Deconvolution analysis

Cellular proportions and cell state-specific gene expression matrices were inferred from bulk RNA-seq gene expression matrices using CIBERSORTx68. Reference scRNA-seq signature matrices were created from our internal 10x-derived scRNA-seq dataset using the ‘Create Signature Matrix’ module on the CIBERSORTx webserver (https://cibersortx.stanford.edu/) with default parameters and quantile normalization disabled. The CIBERSORTx webserver currently recommends users input no more than 5000 different single-cell profiles when creating their signature matrix. To meet this recommendation, our internal scRNA-seq dataset was randomly down sampled to 5000 cells using the ‘sample’ command in R with the seed set to 123. The cells not included in signature matrix formation were then set aside for validation analyses. For all runs, the bulk RNAseq dataset was input as the ‘mixture’ file and the respective signature matrix was input as the ‘sigmatrix’ file. For runs using our 10x-derived internal scRNAseq signatures, batch correction was done in ‘S-mode’ by setting the ‘rmbatchSmode’ parameter to TRUE.

Virtual screening

The Alphafold 2 database model was applied to predict the potential binding region of the target protein (Binding pocket of SRGN: 28-60 amino acids; DNA binding region of MEOX2: 187-246 amino acids), then proteins were docked with 2513 FDA-approved drugs via virtual screening. The score was ranked according to the value of Gibbs free energy (Supplementary Data 7).

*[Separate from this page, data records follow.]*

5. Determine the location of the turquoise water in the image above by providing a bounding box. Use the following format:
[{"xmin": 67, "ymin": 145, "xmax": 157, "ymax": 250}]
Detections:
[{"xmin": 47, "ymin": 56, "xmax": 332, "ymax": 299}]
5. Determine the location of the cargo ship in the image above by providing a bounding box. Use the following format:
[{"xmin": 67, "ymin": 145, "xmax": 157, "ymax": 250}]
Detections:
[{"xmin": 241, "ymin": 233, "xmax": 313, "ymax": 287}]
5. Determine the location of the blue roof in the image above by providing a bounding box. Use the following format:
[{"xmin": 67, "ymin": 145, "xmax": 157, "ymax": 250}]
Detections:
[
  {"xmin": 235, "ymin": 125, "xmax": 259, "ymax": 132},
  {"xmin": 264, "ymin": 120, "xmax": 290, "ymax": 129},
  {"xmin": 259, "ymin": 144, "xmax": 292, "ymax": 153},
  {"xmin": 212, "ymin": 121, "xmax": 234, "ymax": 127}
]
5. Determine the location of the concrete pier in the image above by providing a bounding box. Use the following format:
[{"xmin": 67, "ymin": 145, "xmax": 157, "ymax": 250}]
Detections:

Statistics and reproducibility

All data are shown as the mean ± SD. Statistical analyses were performed using GraphPad Prism with Student’s t-test or ANOVA. For Kaplan–Meier survival curves, statistical differences between groups were determined by log-rank test. For all Fig. presented in a box-and-whisker format, the center line represents the median and the lower and upper limits of the box represent the 25th and 75th percentiles. The maximum and minimum are connected to the center box through the vertical lines. Blinding and randomization were performed in all experiments. This study complies with randomization in grouping age-matched mice into different experimental arms. The investigator was blinded to the group allocation during the experiment and/or when assessing the outcome. Sex and gender were not considered in the study design and analysis as it was not relevant to the research question being addressed.

Reporting summary

Further information on research design is available in the Nature Portfolio Reporting Summary linked to this article.